Jessie felt awkward. “You already mentioned that. I apologize.”

“Yeah, that’s okay…he was only fifty-two, you know?”

“You said he was a police officer?”

“He’d been a detective for twenty years and had seen all kinds of crazy ass situations; went through it all without a scratch. Then one day on the way to work, he sees a road rage argument breaking out on Gratiot – that’s this long avenue that runs near my old neighborhood – and he gets out to try and break it up, just being a good cop, you know?”

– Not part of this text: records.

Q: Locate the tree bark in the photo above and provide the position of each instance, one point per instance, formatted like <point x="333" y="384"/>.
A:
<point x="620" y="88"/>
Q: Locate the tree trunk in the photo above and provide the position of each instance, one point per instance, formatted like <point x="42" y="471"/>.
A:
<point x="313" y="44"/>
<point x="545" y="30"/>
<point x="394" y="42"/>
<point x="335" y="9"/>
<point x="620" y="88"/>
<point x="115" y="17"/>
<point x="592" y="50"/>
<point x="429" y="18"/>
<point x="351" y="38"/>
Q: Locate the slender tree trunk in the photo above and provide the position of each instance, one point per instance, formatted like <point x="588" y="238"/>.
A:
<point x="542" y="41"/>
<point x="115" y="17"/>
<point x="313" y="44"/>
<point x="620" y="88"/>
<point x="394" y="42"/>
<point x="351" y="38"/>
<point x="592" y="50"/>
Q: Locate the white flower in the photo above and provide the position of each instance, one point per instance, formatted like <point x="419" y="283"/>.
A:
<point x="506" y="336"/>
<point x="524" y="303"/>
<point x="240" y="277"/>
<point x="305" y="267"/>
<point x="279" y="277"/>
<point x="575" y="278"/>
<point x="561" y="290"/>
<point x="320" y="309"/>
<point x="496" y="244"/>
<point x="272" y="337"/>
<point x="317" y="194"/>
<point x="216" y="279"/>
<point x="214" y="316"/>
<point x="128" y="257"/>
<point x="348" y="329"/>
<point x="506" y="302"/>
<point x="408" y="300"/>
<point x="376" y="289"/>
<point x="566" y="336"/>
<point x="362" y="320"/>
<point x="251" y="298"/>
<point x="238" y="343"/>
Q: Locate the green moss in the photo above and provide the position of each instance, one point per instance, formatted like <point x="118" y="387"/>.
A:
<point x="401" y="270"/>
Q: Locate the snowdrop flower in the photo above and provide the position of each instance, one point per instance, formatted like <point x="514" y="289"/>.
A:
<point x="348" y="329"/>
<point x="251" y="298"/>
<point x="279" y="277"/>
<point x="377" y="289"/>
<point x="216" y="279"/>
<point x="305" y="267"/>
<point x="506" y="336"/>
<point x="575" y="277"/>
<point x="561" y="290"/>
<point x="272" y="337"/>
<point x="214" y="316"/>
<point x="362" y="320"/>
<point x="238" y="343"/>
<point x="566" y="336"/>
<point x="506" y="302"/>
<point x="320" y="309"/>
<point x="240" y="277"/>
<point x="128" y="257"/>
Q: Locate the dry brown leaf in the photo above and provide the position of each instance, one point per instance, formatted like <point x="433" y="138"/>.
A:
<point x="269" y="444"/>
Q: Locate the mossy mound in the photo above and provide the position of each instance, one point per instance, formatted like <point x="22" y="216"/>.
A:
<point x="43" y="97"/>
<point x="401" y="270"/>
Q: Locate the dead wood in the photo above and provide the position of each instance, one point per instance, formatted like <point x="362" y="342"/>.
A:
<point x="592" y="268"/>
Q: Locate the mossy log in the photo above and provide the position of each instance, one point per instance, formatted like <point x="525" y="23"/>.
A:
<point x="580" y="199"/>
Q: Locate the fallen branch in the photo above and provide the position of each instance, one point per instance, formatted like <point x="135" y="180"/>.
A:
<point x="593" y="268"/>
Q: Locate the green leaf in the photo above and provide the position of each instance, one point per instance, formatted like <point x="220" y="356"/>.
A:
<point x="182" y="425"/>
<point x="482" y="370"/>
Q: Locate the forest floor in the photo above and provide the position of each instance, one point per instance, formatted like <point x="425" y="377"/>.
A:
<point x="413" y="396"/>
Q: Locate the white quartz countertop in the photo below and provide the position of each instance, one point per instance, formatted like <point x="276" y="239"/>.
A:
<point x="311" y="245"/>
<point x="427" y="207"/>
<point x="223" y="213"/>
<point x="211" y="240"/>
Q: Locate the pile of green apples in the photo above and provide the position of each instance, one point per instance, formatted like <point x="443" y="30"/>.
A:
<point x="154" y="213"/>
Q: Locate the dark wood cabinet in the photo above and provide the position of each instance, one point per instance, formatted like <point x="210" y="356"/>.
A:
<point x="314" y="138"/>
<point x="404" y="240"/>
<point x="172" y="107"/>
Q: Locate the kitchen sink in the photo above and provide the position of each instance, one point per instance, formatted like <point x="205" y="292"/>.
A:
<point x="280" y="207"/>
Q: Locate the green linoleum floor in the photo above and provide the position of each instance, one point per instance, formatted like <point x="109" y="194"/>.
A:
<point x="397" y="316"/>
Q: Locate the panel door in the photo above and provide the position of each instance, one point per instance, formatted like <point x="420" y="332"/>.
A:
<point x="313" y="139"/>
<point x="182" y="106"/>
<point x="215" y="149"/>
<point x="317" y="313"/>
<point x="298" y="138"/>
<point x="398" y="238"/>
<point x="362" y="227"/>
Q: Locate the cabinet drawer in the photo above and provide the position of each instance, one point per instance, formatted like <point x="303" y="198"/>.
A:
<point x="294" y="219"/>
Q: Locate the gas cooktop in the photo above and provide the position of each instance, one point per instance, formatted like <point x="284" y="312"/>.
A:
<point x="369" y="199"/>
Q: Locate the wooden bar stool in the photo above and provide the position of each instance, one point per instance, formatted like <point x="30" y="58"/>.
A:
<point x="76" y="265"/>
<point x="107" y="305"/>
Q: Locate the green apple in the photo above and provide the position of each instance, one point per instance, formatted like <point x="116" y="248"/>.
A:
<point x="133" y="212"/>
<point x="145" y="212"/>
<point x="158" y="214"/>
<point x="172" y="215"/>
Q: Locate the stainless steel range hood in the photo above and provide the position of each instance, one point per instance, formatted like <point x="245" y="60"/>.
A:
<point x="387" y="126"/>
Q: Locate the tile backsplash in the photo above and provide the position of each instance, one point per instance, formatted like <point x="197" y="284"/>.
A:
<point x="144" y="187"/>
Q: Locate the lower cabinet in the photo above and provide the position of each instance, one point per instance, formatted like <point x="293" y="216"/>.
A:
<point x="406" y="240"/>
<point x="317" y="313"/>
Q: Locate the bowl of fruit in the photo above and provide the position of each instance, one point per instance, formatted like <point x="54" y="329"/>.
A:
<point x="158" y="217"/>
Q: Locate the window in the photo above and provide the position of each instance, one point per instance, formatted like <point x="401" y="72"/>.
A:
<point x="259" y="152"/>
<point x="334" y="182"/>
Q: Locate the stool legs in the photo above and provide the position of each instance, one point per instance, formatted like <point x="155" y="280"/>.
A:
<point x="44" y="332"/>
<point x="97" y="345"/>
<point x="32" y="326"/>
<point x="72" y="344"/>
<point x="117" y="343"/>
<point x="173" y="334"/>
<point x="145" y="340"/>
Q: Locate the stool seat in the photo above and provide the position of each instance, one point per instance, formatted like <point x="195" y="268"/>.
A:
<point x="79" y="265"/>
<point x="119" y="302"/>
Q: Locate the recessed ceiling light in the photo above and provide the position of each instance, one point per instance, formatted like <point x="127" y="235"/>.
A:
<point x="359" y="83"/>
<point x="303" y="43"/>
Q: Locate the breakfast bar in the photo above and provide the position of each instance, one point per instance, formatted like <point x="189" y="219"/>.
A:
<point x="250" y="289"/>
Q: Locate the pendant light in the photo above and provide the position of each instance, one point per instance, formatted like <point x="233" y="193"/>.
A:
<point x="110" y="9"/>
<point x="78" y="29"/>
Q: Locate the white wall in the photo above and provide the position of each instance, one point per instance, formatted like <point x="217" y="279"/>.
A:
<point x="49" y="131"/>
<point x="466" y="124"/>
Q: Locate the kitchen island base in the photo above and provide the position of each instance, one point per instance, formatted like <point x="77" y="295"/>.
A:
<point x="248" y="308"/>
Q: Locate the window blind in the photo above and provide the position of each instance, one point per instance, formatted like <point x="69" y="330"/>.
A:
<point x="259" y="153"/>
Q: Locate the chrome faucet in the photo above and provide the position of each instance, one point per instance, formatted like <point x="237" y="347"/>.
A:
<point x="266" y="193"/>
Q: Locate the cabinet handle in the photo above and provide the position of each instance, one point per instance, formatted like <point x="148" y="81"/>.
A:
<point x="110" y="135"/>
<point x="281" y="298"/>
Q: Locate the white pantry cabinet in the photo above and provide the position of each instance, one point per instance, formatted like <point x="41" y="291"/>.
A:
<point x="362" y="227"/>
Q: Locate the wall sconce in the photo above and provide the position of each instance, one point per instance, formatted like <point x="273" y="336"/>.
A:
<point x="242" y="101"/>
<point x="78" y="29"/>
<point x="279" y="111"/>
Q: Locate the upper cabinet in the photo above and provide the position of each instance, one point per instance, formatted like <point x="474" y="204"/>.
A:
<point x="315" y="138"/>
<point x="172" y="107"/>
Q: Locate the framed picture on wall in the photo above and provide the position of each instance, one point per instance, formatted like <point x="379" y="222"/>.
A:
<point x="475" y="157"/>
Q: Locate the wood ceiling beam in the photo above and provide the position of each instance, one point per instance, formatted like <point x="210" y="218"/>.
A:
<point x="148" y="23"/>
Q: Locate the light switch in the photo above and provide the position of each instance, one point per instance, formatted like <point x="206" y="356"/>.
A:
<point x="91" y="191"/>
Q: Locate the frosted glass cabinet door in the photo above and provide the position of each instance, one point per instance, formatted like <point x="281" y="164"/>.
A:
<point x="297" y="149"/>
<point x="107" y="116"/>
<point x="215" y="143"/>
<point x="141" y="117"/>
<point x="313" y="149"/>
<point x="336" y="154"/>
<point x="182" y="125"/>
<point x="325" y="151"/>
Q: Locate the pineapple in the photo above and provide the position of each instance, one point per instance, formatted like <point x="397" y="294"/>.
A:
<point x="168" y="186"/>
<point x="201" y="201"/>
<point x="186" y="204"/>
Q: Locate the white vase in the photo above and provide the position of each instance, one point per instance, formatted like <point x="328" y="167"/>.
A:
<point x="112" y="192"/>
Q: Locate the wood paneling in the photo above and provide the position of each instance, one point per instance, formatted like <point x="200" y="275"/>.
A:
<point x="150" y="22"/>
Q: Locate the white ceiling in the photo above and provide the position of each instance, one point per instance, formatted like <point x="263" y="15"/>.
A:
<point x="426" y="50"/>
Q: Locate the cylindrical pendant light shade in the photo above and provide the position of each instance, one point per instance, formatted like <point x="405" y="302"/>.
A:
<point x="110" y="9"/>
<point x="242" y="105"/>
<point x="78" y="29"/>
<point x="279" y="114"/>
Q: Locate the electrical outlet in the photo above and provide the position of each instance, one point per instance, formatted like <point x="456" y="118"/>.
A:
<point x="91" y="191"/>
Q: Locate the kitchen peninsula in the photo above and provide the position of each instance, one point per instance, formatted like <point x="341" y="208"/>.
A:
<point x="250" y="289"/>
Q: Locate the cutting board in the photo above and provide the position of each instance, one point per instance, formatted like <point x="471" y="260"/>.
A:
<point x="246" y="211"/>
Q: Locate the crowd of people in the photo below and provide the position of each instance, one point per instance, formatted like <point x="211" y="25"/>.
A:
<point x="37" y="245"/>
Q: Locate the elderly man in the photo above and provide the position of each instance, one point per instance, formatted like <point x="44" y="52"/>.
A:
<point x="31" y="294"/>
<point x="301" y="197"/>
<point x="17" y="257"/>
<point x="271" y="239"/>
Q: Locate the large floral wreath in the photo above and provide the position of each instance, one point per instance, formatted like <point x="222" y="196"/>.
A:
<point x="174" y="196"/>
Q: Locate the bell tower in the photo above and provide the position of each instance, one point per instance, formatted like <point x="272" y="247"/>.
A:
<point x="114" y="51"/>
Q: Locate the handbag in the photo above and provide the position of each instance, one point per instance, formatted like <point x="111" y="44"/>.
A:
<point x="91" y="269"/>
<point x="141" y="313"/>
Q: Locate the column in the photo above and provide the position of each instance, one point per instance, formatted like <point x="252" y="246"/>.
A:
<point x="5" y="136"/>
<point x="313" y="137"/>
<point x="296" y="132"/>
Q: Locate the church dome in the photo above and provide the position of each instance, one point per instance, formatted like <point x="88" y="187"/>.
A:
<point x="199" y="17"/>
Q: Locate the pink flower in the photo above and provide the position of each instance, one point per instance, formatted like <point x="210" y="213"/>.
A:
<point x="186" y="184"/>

He had a distance in his eyes as he recounted it, like he was momentarily trapped in the memory. Jessie felt a chill, goose flesh creeping up her arms.

“And the driver doesn’t realize this plain clothes guy is a cop. He just sees two angry black men: the other driver and some big guy crossing the road who he assumes is a friend of the dude attacking him. So he opens fire with a nine, misses the road rage dude standing a foot away from him. One of the bullets goes right through my father’s forehead, killed him stone dead.”

Jess realized she’d frozen, stopped playing in mid setup. “That’s awful. Did they…?”

“Catch the guy? The driver took off and called the police thinking he’d foiled a robbery. When they asked him if he could come in and talk to them, he must have listened to the radio report; he shot himself a few minutes later.”

No wonder he didn’t want to go back to Detroit
. It was Jessie’s turn to feel awkward, the revelation dwarfing her family issues, revealing her parents’ constant bickering; she put the pool cue down on the table. “You ever need to talk to someone about this stuff, I’m available,” she offered.

He smiled gently. “More than I usually expect from my boss.”

“We’re a small shop,” Jessie said. “We need to stick together.” She smiled back. Then she lined up the nine ball and sank it in the side pocket. “Eight ball in the corner. You’re about to owe me lunch.”